I have fished with many a rod that needed shortened from 7'6" to 7 feet or so... Tailgates and power windows are far faster than a damn hacksaw...:thumbup:

If you ever need a set of 4 kite rods, just leave your set penn 50dubs on custom personalized rods in the rocket launcher and pick the appropriate bridge to run under in the keys at 50 mph in a 23' robalo... :whistling:

GEE-ZUSS KEY-RIST it sounded like a car had fallen off the bridge right onto the deck...

Brent


----------



## TightLines172 (May 13, 2011)

I left 2 rods in the gunnel rod holders on the stern of my boat Saturday and as I backed my boat up the driveway towards the house, one of my rods caught the gutter of the house and LUCKILY i saw it before it ripped the guides off!

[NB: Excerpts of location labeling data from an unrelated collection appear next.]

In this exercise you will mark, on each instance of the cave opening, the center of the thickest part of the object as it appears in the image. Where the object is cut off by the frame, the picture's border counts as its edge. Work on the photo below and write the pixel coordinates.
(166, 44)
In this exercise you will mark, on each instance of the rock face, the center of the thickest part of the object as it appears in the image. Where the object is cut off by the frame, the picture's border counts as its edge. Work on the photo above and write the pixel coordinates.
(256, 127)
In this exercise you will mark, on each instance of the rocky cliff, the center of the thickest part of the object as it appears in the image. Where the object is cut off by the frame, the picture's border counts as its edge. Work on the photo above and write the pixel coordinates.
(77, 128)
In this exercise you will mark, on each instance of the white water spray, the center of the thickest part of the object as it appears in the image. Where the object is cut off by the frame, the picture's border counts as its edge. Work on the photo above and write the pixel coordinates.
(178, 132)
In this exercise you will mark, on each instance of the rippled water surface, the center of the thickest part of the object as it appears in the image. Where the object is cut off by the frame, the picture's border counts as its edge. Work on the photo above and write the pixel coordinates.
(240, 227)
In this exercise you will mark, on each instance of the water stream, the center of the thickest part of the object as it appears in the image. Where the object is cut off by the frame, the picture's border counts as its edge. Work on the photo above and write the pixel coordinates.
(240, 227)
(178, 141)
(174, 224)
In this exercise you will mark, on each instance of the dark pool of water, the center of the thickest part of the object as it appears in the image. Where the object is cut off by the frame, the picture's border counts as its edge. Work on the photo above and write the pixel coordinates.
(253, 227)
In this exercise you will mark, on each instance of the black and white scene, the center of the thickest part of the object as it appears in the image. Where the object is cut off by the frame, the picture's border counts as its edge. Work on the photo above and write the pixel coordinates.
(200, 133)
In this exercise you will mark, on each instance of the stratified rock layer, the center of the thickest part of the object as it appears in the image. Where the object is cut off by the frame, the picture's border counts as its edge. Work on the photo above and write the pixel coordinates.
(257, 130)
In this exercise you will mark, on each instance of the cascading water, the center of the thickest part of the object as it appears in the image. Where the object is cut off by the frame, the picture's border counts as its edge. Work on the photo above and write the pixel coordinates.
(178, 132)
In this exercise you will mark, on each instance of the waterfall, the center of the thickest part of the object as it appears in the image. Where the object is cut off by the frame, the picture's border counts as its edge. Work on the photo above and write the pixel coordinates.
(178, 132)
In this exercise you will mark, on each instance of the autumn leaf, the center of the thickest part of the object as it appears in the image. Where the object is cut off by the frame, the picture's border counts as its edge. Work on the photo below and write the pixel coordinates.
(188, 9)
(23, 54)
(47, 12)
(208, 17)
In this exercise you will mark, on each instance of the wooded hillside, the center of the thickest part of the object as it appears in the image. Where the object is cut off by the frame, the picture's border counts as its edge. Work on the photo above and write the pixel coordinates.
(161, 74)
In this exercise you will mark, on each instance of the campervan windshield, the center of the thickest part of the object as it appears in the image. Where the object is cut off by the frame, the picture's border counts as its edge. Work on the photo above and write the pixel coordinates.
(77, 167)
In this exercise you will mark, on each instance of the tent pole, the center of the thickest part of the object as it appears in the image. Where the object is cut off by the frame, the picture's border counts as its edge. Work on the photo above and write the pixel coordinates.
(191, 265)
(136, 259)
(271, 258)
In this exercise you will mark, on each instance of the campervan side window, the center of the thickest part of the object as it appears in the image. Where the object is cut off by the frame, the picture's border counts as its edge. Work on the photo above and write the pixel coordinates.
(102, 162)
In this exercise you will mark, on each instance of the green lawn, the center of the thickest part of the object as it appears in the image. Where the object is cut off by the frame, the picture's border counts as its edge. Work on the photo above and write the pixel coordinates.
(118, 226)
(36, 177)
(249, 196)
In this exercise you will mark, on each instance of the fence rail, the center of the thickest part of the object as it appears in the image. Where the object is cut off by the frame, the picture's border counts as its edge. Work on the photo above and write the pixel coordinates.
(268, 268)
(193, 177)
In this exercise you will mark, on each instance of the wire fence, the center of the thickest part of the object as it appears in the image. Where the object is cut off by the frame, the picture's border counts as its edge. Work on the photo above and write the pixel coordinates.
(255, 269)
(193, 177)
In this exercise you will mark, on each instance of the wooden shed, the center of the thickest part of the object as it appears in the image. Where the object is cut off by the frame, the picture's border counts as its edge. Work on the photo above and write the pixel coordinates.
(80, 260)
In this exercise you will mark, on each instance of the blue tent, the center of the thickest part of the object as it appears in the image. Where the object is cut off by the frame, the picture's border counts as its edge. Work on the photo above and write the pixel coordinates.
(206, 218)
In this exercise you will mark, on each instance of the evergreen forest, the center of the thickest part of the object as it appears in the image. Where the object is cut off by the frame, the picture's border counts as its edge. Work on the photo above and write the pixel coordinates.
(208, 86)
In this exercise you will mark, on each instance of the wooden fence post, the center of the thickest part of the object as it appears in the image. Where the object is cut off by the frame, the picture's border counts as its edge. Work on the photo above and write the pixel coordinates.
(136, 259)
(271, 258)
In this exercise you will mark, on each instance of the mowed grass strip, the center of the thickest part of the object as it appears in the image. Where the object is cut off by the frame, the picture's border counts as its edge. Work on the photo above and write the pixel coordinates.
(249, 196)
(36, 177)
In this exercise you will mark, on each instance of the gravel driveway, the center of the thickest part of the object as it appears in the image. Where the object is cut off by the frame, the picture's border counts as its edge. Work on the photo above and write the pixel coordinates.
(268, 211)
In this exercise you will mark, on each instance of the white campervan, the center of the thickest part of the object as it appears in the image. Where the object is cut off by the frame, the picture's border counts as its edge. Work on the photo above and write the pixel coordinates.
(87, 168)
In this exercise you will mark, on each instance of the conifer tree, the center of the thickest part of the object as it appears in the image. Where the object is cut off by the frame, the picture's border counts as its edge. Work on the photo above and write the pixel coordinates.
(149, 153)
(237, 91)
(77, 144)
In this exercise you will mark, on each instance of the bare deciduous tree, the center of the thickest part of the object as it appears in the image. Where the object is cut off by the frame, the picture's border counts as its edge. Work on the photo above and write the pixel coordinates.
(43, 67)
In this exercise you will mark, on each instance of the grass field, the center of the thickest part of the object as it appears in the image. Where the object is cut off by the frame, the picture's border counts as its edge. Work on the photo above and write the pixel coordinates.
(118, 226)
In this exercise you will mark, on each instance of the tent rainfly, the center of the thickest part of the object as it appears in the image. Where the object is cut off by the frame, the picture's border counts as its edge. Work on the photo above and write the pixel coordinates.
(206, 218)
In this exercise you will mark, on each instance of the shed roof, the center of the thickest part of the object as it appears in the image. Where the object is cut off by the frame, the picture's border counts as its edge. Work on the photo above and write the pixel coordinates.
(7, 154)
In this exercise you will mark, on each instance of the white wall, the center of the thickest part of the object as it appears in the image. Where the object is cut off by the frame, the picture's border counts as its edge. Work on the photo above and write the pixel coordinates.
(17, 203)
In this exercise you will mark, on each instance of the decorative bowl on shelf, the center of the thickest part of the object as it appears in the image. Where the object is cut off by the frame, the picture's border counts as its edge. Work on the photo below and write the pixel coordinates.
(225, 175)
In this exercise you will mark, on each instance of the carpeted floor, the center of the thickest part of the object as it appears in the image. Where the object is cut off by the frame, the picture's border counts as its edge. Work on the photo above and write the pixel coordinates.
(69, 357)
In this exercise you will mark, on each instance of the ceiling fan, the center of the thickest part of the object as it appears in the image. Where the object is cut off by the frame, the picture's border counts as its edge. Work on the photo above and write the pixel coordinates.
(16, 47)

I pulled forward and because the guides were caught on the gutter, it pulled my rods of out the holders and dumped them in the driveway...


----------



## sig226 (Feb 7, 2011)

i fishing with a friend is about 280lbs, everytime he stepped in my boat he stepped on my custom bream.crappie poles riged with ultalight pens. You wouldnt know it till you hooked a bull bream and rod folded in half. they sell replacement rods for 13.00 plus freight got to where i ordered 2 extra long ends at time. he never offered to replace one. good guy but bull in china shop. sold bass boat last week, havent used but 1 time last 2 yrs after i got back in gulf and got 2 old wooden surf rescue boats from n/c made to run from beach thru surf and return thru surf. ive lost 2 350.00 cameras and 2 pairs 500.00 glasses getting out tk at ramps, we all do it, join my eye a trip club, its the devils way of making u so mad that u wont want to go fishing again.


----------



## billfishhead (Jan 15, 2008)

lemme guess,,,,,perfection guides 40 & 60

a year or so back they fad problems with those sizes

as a rodbuilder ive replace many


----------